Eine Geschichte,
wie Schule auch sein kann


Wintergrüsse aus dem Hohen Atlas

von école vivante am 23. Dezember 2012
  • école vivante

Liebe Freunde, Förderer und Interessenten der école vivante Marokko,

Draußen im Garten spielen die Kinder der ersten bis vierte Klasse, stärken sich bei Brot, Olivenöl und Minztee und genießen die wärmende Sonne, die den Aufenthalt im Freien in der kalten Jahreszeit manchmal wohliger macht als drinnen in den ungeheizten Klassenzimmern. Nachdem der Morgen mit Sprachunterricht begonnen hat ist nun Frühstückspause, bevor es nachher mit Experimenten und Versuchen zur Wintersonnwende weitergeht.

Ende Dezember ist hier im Hohen Atlas Marokkos weder von der christlichen Weihnacht noch vom bevorstehenden Neujahrsfest etwas zu spüren, und dennoch herrscht eine ganz besondere Stimmung in diesen Tagen: Der stahlblaue Himmel, die schneebedeckten Berge und die tief stehende Sonne tauchen alles in ein wundersam klares Licht, und das Wissen, dass wir bereits beinahe die Hälfte des Schuljahres hinter uns haben, lassen in diesen Tagen eine Art feierliche Atmosphäre aufkommen. Das Kalenderjahr 2012 neigt sich auch hier in den abgelegnen Bergen, wo nur teils der Sonnen-, meist aber der Mondkalender gilt, dem Ende zu und die école vivante schaut auf ein ereignisreiches und vielversprechendes erstes Schulhalbjahr 2012/13 zurück.

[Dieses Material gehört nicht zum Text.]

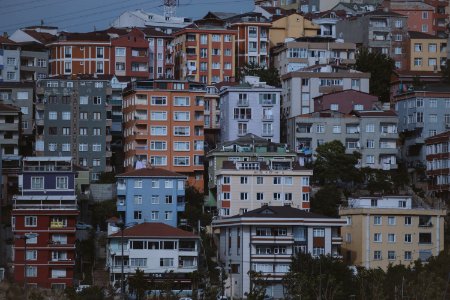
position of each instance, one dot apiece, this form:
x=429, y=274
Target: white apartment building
x=156, y=249
x=301, y=87
x=246, y=185
x=251, y=107
x=264, y=240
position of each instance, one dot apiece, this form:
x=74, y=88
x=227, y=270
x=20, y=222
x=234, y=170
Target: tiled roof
x=149, y=230
x=151, y=172
x=421, y=35
x=280, y=212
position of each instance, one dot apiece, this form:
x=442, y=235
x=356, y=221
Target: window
x=181, y=130
x=158, y=130
x=62, y=182
x=52, y=115
x=377, y=220
x=158, y=116
x=391, y=238
x=391, y=220
x=166, y=262
x=37, y=183
x=377, y=255
x=181, y=116
x=377, y=237
x=138, y=183
x=408, y=220
x=31, y=271
x=408, y=238
x=30, y=221
x=137, y=214
x=181, y=161
x=391, y=255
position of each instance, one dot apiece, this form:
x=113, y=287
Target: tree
x=333, y=165
x=258, y=283
x=138, y=284
x=267, y=75
x=322, y=277
x=326, y=201
x=380, y=67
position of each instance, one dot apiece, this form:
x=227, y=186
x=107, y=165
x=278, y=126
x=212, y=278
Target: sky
x=87, y=15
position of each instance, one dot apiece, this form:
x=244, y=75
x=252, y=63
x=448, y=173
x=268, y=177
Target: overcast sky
x=84, y=15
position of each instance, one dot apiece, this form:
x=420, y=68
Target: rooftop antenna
x=170, y=8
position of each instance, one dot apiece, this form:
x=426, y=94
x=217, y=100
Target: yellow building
x=426, y=52
x=389, y=230
x=291, y=26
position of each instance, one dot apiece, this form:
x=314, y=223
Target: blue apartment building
x=151, y=195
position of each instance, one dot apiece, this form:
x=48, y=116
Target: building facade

Mit 30 Schülern und zwei neuen und höchst engagierten Lehrkräften startete das nun 6-köpfige Betreuungsteam im September ins dritte Lehrjahr nach der Gründung.
Gleich zu Beginn hatten wir während mehreren Wochen zudem eine gehörlose Praktikantin mit im Unterricht, die mit den beiden anwesenden hörbehinderten Mädchen und mit uns allen unsere Gebärdensprachkenntnisse weiter vertiefte. Diese bereits zweite Begegnung mit der Welt der Tauben und einer komplett anderen Kommunikationsform war eine große Bereicherung für alle und öffnete uns vollkommen neue Horizonte.
Die beiden Mädchen profitierten stark und sind nun fähig sich im Alltag mit Hilfe ihrer flinken Hände auszudrücken.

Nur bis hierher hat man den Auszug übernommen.